Later in the evening, Osuna grew more circumspect, noting, "No crowd ever surprises me. I've been doing this for 20 years. Every exhibition has its own public-you never can tell who will come."

While he was making this particular observation, there was a stir at the entranceway and Osuna strained to see who had turned up this time. "Who is it?" he whispered in the general direction of the five or so guests crushed in front of him. "Averell Harriman," was the consensus.

(Harriman and his wife, Pamela, are enthusiastic owners of one of Benes' smaller pieces. "We've had one for years, I think they're wonderful," was Mrs. Harriman's response to last night's show, the first major event for the artist, who has been working this particular medium for the last five years.)

Before the Harriman's late arrival the number of powerful names per square foot had just about reach the saturation point. And by the time Sen. Jacob Javits (R-N.Y.) strolled in to give the artist a big hug and wander around contemplating her work, which was new to him ("I must prowl; I want to know if I can afford it."), it was reaching critical mass.

Mr. and Mrs. Livingston Biddle were there to herald a new art form. The chairman of the National Endowment for the Arts noted that he had never seen this particular kind of work before and proclaimed it "very interesting." Rep. Jonathan Bingham (D-N.Y.) and Rep. John Brademas (D-Ind.) , both strong congressional supporters of the arts, were stroking and discussing the clear, massive casts of tree trunks, smooth and glistening on three of the squared-off sides, rough and natural on the bark-cast fourth side.

Sen. Richard Stone (D-Fla.) was discovering the tree-trunk casts for the first time as well. "I had heard about these trees . . . and then Zbig wrote a little note . . . I was glad to have it."

The Washington art world did not go unrepresented either. Manon Cleary, Rebecca Davenport and Jim Sundquist came to honor their colleague's Washington debut, as did representatives from some other vastly different Washington worlds, James Reston, Ina Ginsberg and Deena Clark.

Still, some people will persist in asking why not the best?

"Mom is the president coming?" queried 14-year-old Mark Brzezinski.

"No, no, Rosalynn was here."

"But Dad's telling everyone he's coming."

"You'd better go talk to your father.

The president is too busy to come. It was so lovely of Rosalynn to do to."

If the national security adviser was a bit overzealous in his hopes for the evening, he could be forgiven for supporting his wife's venture. And he modestly took little credit for that support.

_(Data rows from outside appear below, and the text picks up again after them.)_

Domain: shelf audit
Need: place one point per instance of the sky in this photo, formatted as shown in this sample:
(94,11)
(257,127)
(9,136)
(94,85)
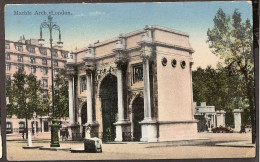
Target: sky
(86,23)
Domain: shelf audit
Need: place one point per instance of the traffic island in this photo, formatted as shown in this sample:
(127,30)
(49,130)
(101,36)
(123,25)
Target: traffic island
(56,148)
(91,145)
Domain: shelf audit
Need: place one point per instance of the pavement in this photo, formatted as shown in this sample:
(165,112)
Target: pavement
(207,145)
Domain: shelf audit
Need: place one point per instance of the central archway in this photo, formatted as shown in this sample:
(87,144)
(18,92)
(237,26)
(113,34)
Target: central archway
(108,96)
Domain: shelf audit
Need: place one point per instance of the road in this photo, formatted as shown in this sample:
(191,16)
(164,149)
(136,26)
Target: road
(205,148)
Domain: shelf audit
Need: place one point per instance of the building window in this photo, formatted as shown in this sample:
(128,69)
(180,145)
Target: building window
(64,54)
(56,71)
(8,78)
(19,48)
(21,126)
(7,46)
(45,94)
(55,63)
(20,58)
(137,73)
(20,66)
(183,64)
(9,127)
(32,60)
(45,71)
(30,49)
(83,84)
(7,56)
(44,61)
(164,61)
(7,66)
(43,51)
(45,82)
(55,53)
(33,69)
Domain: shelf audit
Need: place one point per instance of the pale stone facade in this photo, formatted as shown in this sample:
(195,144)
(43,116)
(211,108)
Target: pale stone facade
(137,86)
(210,116)
(237,119)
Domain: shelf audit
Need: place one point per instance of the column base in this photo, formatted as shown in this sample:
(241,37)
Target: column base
(149,130)
(73,130)
(54,134)
(172,130)
(93,132)
(121,127)
(91,124)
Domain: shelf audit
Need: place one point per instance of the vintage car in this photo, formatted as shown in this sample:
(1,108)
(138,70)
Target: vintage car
(222,129)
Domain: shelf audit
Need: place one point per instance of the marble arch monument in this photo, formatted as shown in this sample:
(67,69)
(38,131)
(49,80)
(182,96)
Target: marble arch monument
(137,86)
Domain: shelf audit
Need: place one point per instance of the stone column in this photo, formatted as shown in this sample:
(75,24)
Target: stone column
(89,98)
(237,119)
(220,118)
(149,130)
(192,104)
(71,107)
(121,121)
(71,101)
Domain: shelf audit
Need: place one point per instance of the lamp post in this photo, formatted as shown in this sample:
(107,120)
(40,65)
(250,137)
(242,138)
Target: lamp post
(52,26)
(34,123)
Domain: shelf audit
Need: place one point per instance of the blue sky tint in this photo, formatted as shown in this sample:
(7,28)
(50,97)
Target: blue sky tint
(91,22)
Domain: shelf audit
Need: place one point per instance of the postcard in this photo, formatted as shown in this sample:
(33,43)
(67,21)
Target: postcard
(130,81)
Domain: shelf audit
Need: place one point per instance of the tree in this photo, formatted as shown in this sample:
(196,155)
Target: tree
(220,88)
(24,94)
(232,40)
(61,103)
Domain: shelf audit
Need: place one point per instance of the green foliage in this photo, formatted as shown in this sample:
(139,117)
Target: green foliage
(232,40)
(61,103)
(24,94)
(219,88)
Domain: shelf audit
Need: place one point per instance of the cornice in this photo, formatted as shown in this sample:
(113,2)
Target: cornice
(38,56)
(188,49)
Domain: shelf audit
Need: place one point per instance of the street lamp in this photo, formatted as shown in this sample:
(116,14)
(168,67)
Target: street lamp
(52,26)
(34,123)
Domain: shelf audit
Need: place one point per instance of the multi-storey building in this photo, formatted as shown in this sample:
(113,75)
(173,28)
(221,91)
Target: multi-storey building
(34,59)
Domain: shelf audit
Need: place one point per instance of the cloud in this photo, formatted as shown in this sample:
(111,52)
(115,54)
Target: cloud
(80,15)
(97,13)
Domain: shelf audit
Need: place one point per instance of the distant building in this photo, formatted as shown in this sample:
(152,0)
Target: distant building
(34,59)
(137,86)
(208,117)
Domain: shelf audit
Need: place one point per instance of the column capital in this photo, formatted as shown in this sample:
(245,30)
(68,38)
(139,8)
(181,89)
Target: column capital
(121,58)
(70,72)
(146,52)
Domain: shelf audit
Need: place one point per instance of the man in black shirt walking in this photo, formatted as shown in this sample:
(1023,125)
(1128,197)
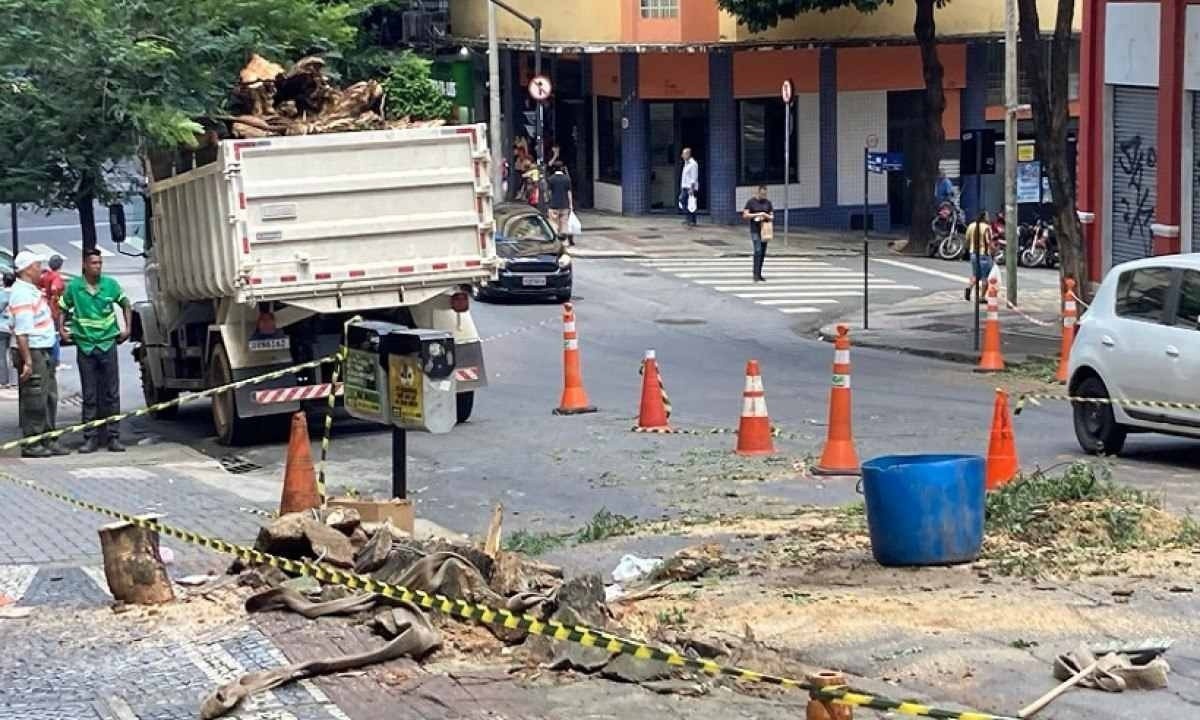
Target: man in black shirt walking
(562,202)
(761,215)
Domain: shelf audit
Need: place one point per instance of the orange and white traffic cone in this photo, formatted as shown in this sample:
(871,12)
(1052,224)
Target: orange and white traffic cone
(754,431)
(1002,463)
(300,491)
(1069,315)
(575,397)
(993,359)
(839,456)
(653,415)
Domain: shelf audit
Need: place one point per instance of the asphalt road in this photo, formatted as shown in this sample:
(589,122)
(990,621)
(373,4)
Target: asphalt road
(557,472)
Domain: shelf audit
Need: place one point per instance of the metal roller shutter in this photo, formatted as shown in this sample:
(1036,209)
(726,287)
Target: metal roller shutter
(1195,172)
(1134,172)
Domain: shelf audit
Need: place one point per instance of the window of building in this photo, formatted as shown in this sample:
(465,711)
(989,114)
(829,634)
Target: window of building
(1188,315)
(761,147)
(609,139)
(660,9)
(1141,294)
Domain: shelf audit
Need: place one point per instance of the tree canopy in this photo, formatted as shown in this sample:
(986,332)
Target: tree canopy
(85,85)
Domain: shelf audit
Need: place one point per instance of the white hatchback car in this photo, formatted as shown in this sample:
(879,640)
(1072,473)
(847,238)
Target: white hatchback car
(1140,340)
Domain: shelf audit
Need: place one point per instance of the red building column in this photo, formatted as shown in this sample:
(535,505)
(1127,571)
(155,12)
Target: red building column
(1170,125)
(1090,196)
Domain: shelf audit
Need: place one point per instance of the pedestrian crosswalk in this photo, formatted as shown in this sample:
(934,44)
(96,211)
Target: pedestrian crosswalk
(796,286)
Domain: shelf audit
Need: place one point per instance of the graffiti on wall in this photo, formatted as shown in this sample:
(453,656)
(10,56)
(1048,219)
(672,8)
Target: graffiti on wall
(1132,195)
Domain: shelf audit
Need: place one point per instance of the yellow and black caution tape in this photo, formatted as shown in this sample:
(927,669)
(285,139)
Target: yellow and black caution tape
(1159,405)
(162,406)
(485,615)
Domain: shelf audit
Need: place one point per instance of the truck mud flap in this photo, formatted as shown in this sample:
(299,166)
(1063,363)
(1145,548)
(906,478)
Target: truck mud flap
(469,370)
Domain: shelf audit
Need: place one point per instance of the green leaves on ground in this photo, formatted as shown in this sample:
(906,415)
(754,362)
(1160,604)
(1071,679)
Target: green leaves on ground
(604,525)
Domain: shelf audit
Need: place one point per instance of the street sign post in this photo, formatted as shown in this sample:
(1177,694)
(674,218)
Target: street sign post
(977,156)
(786,94)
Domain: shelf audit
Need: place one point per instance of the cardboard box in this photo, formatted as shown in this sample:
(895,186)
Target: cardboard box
(400,513)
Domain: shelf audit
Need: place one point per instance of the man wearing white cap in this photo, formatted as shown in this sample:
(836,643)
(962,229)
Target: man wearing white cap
(33,327)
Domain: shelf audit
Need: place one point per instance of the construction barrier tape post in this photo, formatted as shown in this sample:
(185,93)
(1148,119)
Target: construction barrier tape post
(1161,405)
(161,406)
(504,618)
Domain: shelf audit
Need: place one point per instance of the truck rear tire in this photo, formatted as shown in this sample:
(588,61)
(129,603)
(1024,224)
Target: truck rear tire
(229,427)
(466,405)
(154,395)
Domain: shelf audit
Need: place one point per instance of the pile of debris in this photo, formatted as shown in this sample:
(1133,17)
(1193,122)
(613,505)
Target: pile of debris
(269,100)
(456,569)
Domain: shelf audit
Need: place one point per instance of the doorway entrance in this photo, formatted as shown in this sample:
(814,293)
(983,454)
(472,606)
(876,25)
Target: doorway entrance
(906,115)
(672,127)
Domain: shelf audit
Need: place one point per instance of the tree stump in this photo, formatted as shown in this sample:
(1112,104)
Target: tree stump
(133,568)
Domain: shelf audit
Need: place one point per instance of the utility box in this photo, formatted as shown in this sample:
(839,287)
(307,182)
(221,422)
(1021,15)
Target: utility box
(421,384)
(400,376)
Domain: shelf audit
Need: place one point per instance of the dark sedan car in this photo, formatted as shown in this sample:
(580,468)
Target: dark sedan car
(535,262)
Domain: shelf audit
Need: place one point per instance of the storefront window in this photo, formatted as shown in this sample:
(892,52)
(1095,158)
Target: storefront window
(660,9)
(609,139)
(761,148)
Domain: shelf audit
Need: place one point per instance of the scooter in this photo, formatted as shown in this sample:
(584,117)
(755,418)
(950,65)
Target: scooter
(1042,250)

When asked if he had helped install the heavy pieces, Brzezinski whose smile was so wide all evening that one feared for the condition of his jaw, replied, "No, I carried them.'

"You have to make a choice," said Benes. "Either you will or won't be an artist. It's a full-time occupation." And one she decided on 15 years ago when she started working in wood and bronze.

She works, she says, "very simply" in her cellar and goes directly to nature, seeking out the trees she wants and making the rubber molds, which she then uses to form the final casts, slowly layering and tinting the resin.

"It's hard work; she's a pioneer in a new field," said Anne Kinney, who with her husband Gilbert, gave the post-opening party in honor of the artist. The Kinneys and the Brzezinskis met 10 years ago in Maine and have been summer neighbors and friends since. They were also among the first Benes collectors.

"I bought one of her pieces when she first started doing this. I've lived with it four or five years. It has a lot of character; it's very serious."

So is the artist, but the humor of the human bursts forth, too. A young art groupie poses his profound question:

"Would you say this is the typical expression of a person from your country?

"No way," hooted "Muska," eyes crinkilin to match her husband's grin, "I made it here. It is characteristic of an American living in this country."